Wednesday, November 10, 2021

Calm Down

Sorry to burst your bubble, but that's how the process works. Everybody gets a say, including you, including the people whose ideas you don't like.

I hate book banning with a passion.  But I also know it's a minority of students who use the library in the first place, and that minority gets smaller and smaller as you move up the grade levels.  Asking a committee of administrators and librarians to review a book for appropriateness is not exactly yanking it out of a curious child's hands, much less starting a bonfire on the school playground.  Libraries buy books in bulk; some of them may include inappropriate illustrations (the rise of graphic novels has made this more and more possible). Checking those books for grade levels is not the same thing as book burning or thought control.
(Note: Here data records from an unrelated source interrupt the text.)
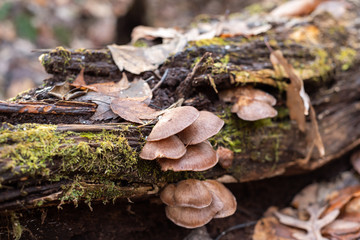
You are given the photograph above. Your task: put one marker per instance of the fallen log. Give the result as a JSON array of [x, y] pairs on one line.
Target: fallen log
[[49, 156]]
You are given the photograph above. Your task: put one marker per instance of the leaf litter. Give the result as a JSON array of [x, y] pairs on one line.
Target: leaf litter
[[129, 100], [298, 103], [328, 210]]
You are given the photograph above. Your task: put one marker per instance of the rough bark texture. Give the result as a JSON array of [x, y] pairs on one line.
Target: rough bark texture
[[81, 160]]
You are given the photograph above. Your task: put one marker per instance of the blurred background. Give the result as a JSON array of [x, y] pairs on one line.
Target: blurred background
[[27, 25]]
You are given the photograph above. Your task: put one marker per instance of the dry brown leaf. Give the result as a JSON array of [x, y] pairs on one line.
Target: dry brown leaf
[[313, 225], [298, 101], [296, 8], [339, 227], [269, 228], [314, 135], [133, 110], [137, 90]]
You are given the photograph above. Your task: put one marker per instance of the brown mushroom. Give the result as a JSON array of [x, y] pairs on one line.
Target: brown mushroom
[[173, 121], [226, 197], [226, 157], [171, 147], [252, 110], [189, 217], [199, 157], [230, 95], [206, 126], [187, 193]]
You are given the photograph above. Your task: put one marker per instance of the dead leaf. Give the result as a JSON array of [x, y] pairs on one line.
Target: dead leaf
[[136, 90], [132, 110], [314, 135], [340, 227], [298, 101], [313, 225], [295, 8], [269, 228]]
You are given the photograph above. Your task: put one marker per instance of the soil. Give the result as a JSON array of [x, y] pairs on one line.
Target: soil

Many of the reviews that have been done have returned the books to the shelves, or found they are appropriate for some grade levels, but not for others.  It's the way the system works.
Yeah, I remember hearing our high school librarian had pulled Cat's Cradle because a conversation between the narrator and a prostitute implied they ended up doing business together.  By that time those of us who were reading Vonnegut already had a copy, and a year earlier we were all discussing the wedding sex scene on page whatever of The Godfather which probably never made it to the school library either (although these days I wouldn't be surprised to see it there).  We all had our own copies.  I read my way through two of the three libraries of the public schools I attended (found some pretty decent porn in the UT library, but I was an adult by then).  I don't know too many students who did that.  I also read Kierkegaard in high school, without much understanding it.  I didn't find that in any library in town.  Keeping books off library shelves is not something I favor; but neither does it lead to the closing of the American Mind.  That door is more often never even opened, in my experience.
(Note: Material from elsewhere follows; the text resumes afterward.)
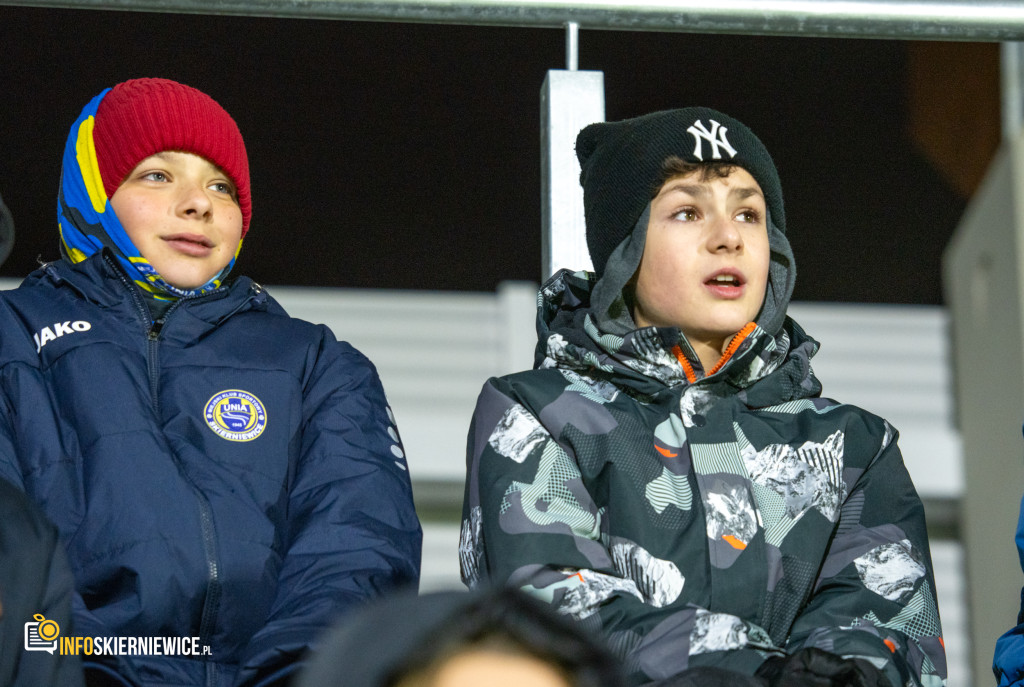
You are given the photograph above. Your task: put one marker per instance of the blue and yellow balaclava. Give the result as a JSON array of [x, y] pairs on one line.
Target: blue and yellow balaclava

Although this is another matter: I do like this comment from one of the would-be book burners: 

...fellow board member Kirk Twigg added that he wants to "see the books before we burn them so we can identify within our community that we are eradicating this bad stuff."  

That's "porn is bad, but I have to review it first to SEE how bad it is!"  And book burning is well into "If it was good enough for the Nazis" territory.  But because two board members asked for it, doesn't mean it will happen. If anything, it's cause to vote those two clowns off the board at first chance.

Calm down.  I know the internet is an outrage manufacturer, and it's primary product is pissed off people.  Don't be one of them.